Au château d’Ecouen (Val-d’Oise), le Musée national de la Renaissance réserve une belle surprise. Jusqu’au 15 février, l’exposition « François Ier et Soliman le Magnifique » met en lumière les relations nouées entre deux grands souverains que le contexte historique et religieux aurait dû opposer. Sont dévoilées, documents à l’appui, les voies parallèles de la diplomatie européenne au XVIe siècle et les liens tissés entre la France et la Turquie, contre l’Empire des Habsbourg et Charles Quint.
Des pièces rares sont montrées, comme ce rouleau de vélin calligraphié à la poudre d’or de Soliman à François Ier, retrouvé il y a quatre ans dans un registre où il avait été oublié. Il concerne le siège de Nice (6-15 février 1543), pour lequel le Grand Turc demande que sa flotte hiverne en rade de Toulon. La trentaine de goélettes, mouillées au pied de la cité fortifiée aux toits gris et ocre, est représentée dans une miniature de Suleymanname, datée de 1545. Toulon fut vidée de ses habitants fuyant les « barbares » et indemnisée. La flotte ottomane est sous les ordres de Barberousse, maître d’Alger à la redoutable réputation, nommé grand amiral par Soliman.
Le sabre de Soliman et le buste en bronze de François Ier en armure évoquent le contexte des croisades. Comme la lettre de février 1519, signée « francoys », dans laquelle le roi revendique le statut de chef spirituel de la chrétienté et s’engage à marcher au secours du Saint-Siège contre les Turcs. Mais Charles Quint obtient, en juin de la même année, le titre d’empereur romain germanique. Un événement qui attise le courroux du Français contre son rival, auquel il dispute les états de Naples et de Milan, afin de desserrer l’étau des Habsbourg.
L’Empire de Charles Quint court des Pays-Bas à l’Espagne, de l’Autriche à la Franche-Comté. Il gagnera, en 1525, la bataille de Pavie, et retient un temps François Ier prisonnier à Madrid. D’une toute petite écriture régulière, la lettre de Louise de Savoie, sa mère, qui assure l’intérim à la tête du royaume, sonne l’alarme. Quelques mois plus tard, François Ier reçoit de Soliman un manuscrit calligraphié d’or et de lapis-lazuli, au ton amical et bienveillant.
Boîte à chiffrer
Le roi de France cherche un appui au-delà de l’échiquier traditionnel. L’envoi, en 1535, d’un ambassadeur permanent, Jean de La Forest, à la Sublime Porte, scelle l’alliance et la collaboration militaire face aux Habsbourg. Le chrétien allié à l’infidèle contre ses propres frères fait scandale. Mais François Ier, en habile stratège, multiplie les tractations. Lesquelles sont illustrées, tout au long de l’exposition, non seulement par les lettres échangées avec Soliman, mais aussi par les différents traités et l’attirail du diplomate, comme cette étonnante boîte à chiffrer, ou le « bassin » en vermeil ciselé de Charles Quint, qui raconte la prise de Tunis, et le Coran aux armes d’Henri II. Le Turc qui porte caftan brodé et turban citrouille ou Soliman lui-même, dont un admirable profil est signé Hopfer, est l’image véhiculée à l’époque dans toute l’Europe.

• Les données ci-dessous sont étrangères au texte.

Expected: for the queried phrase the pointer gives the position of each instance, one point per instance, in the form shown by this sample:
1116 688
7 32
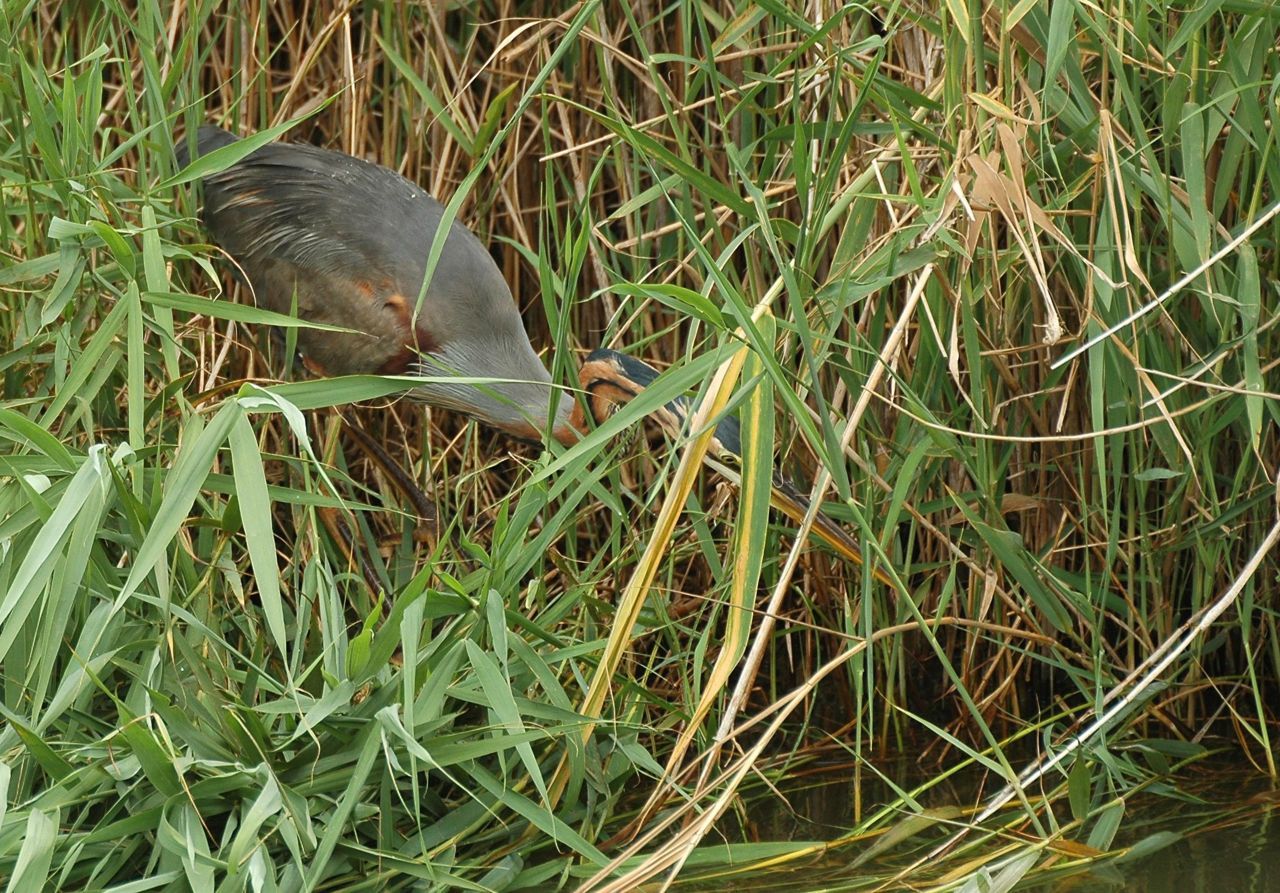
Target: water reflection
1217 832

Les échanges franco-turcs à la Renaissance, peu présents dans les manuels d’histoire et encore moins mis en scène, donnent leur sens aux éléments réunis à Ecouen. Dans le cadre de la saison de la Turquie en France, cette exposition est aussi l’occasion de découvrir les céramiques d’Isnik, qui occupent une salle du relais de chasse d’Anne de Montmorency. Ce joyau, que le puissant connétable avait fait construire pour y recevoir le roi, a gardé intact le décor peint en trompe l’oeil des appartements de Catherine de Médicis et ses cheminées monumentales.
« François Ier et Soliman Le Magnifique », jusqu’au 15 février 2010, Musée de la Renaissance, château d’Ecouen (Val-d’Oise). De 9 h 30 à 12 h 45 et de 14 heures à 17 h 15, sauf le mardi. Tél. : 01-34-38-38-50. De 3 € à 4,50 €.
Le 4 février 2010, à 20 heures, concert d’oud, luth et guitare Renaissance à la Cité de la Musique, 221 avenue Jean-Jaurès, Paris 19e. 18 €. Tél. : 01-44-84-44-84.